Site icon JOGLOSEMAR NEWS

KPU Dituding Menormalisasi Pencalonan Gibran, Meski Prosesnya dengan Merusak Demokrasi Meruntuhkan Marwah MK

Pasangan capres-cawapres Prabowo Subianto-Gibran Rakabuming Raka usai menjalani pemeriksaan kesehatan di RSPAD Gatot Soebroto, Jakarta, Kamis (26/10/2023) | tempo.co

JAKARTA, JOGLOSEMARNEWS.COM  – Komisi Pemilihan Umum (KPU) dinilai telah melakukan normalisasi pencalonan Gibran Rakabuming Raka mendampingi Prabowo Subianto dalam ajang Pilpres 2024.

Normalisasi tersebut tetap dilakukan oleh KPU, sekalipun proses pencalonan Gibran  dilakukan dengan mengorbankan demokrasi, merusak kepatuhan pada konstitusi, dan meruntuhkan marwah Mahkamah Konstitusi (MK).

Dengan latar belakang seperti itu, KPU seolah tutup mata dan secara legal-formal KPU menganggap sah pencalonan Wali Kota Solo itu sebagai cawapres.

Hal tersebut diungkapkan oleh Ketua Badan Pengurus Setara Institute Ismail Hasani.

“Kini normalisasi juga dilakukan oleh KPU dengan meloloskan Gibran Rakabuming Raka yang berhasil memenuhi syarat sebagai kandidat, meskipun pelanggaran etik berat melekat dalam pengambilan Putusan No. 90/PUU-XXI/2023,” kata Ismail Selasa (14/11/2023) siang.

Menurut Ismail, Setara Institute menolak normalisasi pelanggaran konstitusi dengan tetap mendorong publik peka dan menjadikan kontroversi Putusan 90/PUU-XXI/2023 sebagai variabel dalam menentukan pilihan dalam pemilihan umum (Pemilu) nanti.

“Cara ini sekaligus sebagai bagian pengawasan publik agar Pemilu dijalankan secara berintegritas dan adil,” kata dia.

Tiga pasangan capres dan cawapres telah ditetapkan oleh Komisi Pemilihan Umum (KPU), termasuk Gibran Rakabuming Raka, putra Presiden Joko Widodo, yang berpasangan dengan Prabowo Subianto. Pada Selasa malam, 14 November 2023, masing-masing calon akan mengambil nomor urut pasangan di KPU.

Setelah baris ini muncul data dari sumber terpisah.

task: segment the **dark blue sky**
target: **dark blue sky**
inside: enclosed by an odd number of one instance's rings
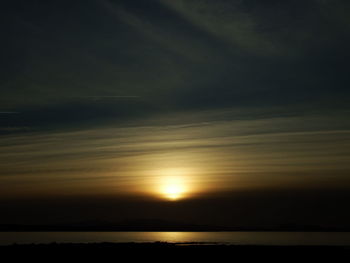
[[[0,195],[153,200],[170,176],[189,199],[310,189],[322,207],[350,188],[348,1],[13,0],[0,12]]]

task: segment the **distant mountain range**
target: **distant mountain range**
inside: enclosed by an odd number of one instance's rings
[[[19,225],[2,224],[0,232],[6,231],[345,231],[350,227],[324,227],[312,225],[278,225],[265,227],[251,226],[210,226],[187,224],[182,222],[165,221],[158,219],[125,220],[118,223],[105,221],[83,221],[69,224],[52,225]]]

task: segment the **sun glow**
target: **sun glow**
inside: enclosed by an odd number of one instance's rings
[[[178,170],[164,171],[158,181],[158,192],[162,198],[170,201],[183,199],[189,194],[189,182],[186,176]]]
[[[175,201],[185,196],[186,189],[181,181],[172,179],[164,184],[162,193],[165,198]]]

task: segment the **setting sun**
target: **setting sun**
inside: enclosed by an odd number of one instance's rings
[[[163,186],[164,197],[169,200],[178,200],[184,197],[185,187],[178,180],[170,180]]]
[[[189,194],[189,182],[183,171],[163,170],[157,180],[158,193],[162,198],[177,201]]]

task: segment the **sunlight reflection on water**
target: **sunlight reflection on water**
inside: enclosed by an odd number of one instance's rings
[[[350,245],[350,232],[2,232],[0,245],[95,242]]]

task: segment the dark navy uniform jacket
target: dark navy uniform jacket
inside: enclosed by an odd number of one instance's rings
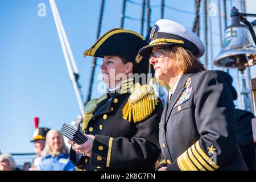
[[[156,169],[246,170],[229,88],[216,72],[181,76],[159,123]]]
[[[159,100],[152,114],[134,123],[123,118],[122,109],[130,94],[108,94],[89,121],[85,134],[95,135],[92,158],[81,156],[72,148],[70,159],[85,170],[151,169],[160,148],[158,126],[163,106]]]

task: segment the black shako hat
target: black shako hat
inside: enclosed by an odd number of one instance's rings
[[[143,57],[139,50],[147,45],[141,34],[123,28],[114,28],[102,35],[84,56],[103,58],[104,56],[119,56],[133,63],[133,73],[150,73],[148,59]],[[146,75],[147,76],[147,75]]]
[[[39,118],[35,117],[34,122],[35,129],[33,133],[33,138],[31,142],[34,142],[37,140],[46,140],[46,134],[50,130],[46,127],[38,127]]]

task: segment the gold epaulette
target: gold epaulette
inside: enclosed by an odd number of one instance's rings
[[[123,118],[129,122],[139,122],[150,115],[158,105],[158,100],[154,89],[148,85],[136,83],[131,88],[131,94],[123,111]]]
[[[106,98],[107,98],[106,94],[104,94],[98,98],[93,98],[86,104],[84,109],[85,117],[84,121],[82,121],[82,131],[84,131],[84,130],[86,129],[89,121],[90,121],[93,117],[93,113],[95,109],[96,109],[98,106],[98,104]]]

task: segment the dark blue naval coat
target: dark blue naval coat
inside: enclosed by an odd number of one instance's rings
[[[146,119],[134,123],[123,119],[122,109],[130,94],[108,94],[93,113],[85,133],[95,135],[92,158],[72,149],[70,159],[80,169],[92,171],[154,170],[159,158],[158,126],[163,106]]]
[[[181,76],[159,123],[156,169],[246,170],[231,92],[213,71]]]

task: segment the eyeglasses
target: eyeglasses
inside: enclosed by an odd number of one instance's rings
[[[160,56],[164,53],[164,52],[162,51],[162,50],[170,51],[170,49],[168,48],[159,48],[159,49],[157,49],[156,50],[155,50],[154,53],[152,53],[151,54],[150,58],[151,58],[151,57],[159,58]]]

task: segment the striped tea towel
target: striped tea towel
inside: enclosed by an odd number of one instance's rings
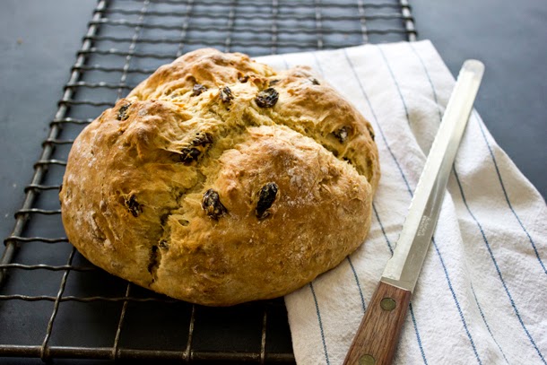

Selain KPU, Setara Institute melihat beberapa lembaga survei melakukan kampanye publik bahwa langkah Gibran dianggap oleh mayoritas responden bukan politik dinasti. Selain itu, sejumlah pakar hukum juga memberikan justifikasi dengan melakukan normalisasi pelanggaran konstitusi.

“Aspek moralitas dan etika politik serta tidak adanya legitimasi politik atas putusan tersebut, semestinya menjadi pertimbangan DPR saat membahas PKPU 19/2023 tentang Pencalonan Peserta Pilpres, yang mengubah syarat usia capres-cawapres dengan putusan MK yang kontroversial,” kata Ismail.

Selain itu, Setara Institute menilai DPR juga melakukan normalisasi pelanggaran konstitusi. Di tengah situasi demikian, kata Setara, tidak heran jika Megawati Soekarnoputri pada 12 November kemarin, menyebut sebagai manipulasi hukum.

Para tokoh bangsa pada 12 November juga menyebut demokrasi telah dinodai. Sementara, Ketua Umum Partai NasDem Surya Paloh 11 November menyebut bahwa ada upaya membawa negara dan aparaturnya melayani kepentingan pribadi dan golongan.

“Jika semua ciri Orde Baru sudah terakumulasi, wajar kecemasan rakyat tentang kebangkitan otoritarianisme bukanlah gosip para aktivis demokrasi atau elit politik,” kata dia.

Karena itulah, Setara Institute mendorong penyelenggara Pemilu menjadi aktor utama yang menjaga integritas, sehingga tercipta keadilan elektoral atau electoral justice pada setiap tahapan penyelenggaraan Pemilu.

“Setara Institute menentang segala bentuk intervensi, intimidasi, dan netralitas artifisial yang ditunjukkan oleh beberapa pihak,” kata Ismail.

Netralitas,kata dia, buatan bukanlah netralitas yang otentik, karena di satu sisi menyerukan netralitas dan menyatakan tidak ada intervensi, tapi di sisi lain tetap membiarkan orkestrasi kandidasi, mobilisasi sumber daya, termasuk tidak melakukan upaya maksimum memastikan keadilan Pemilu.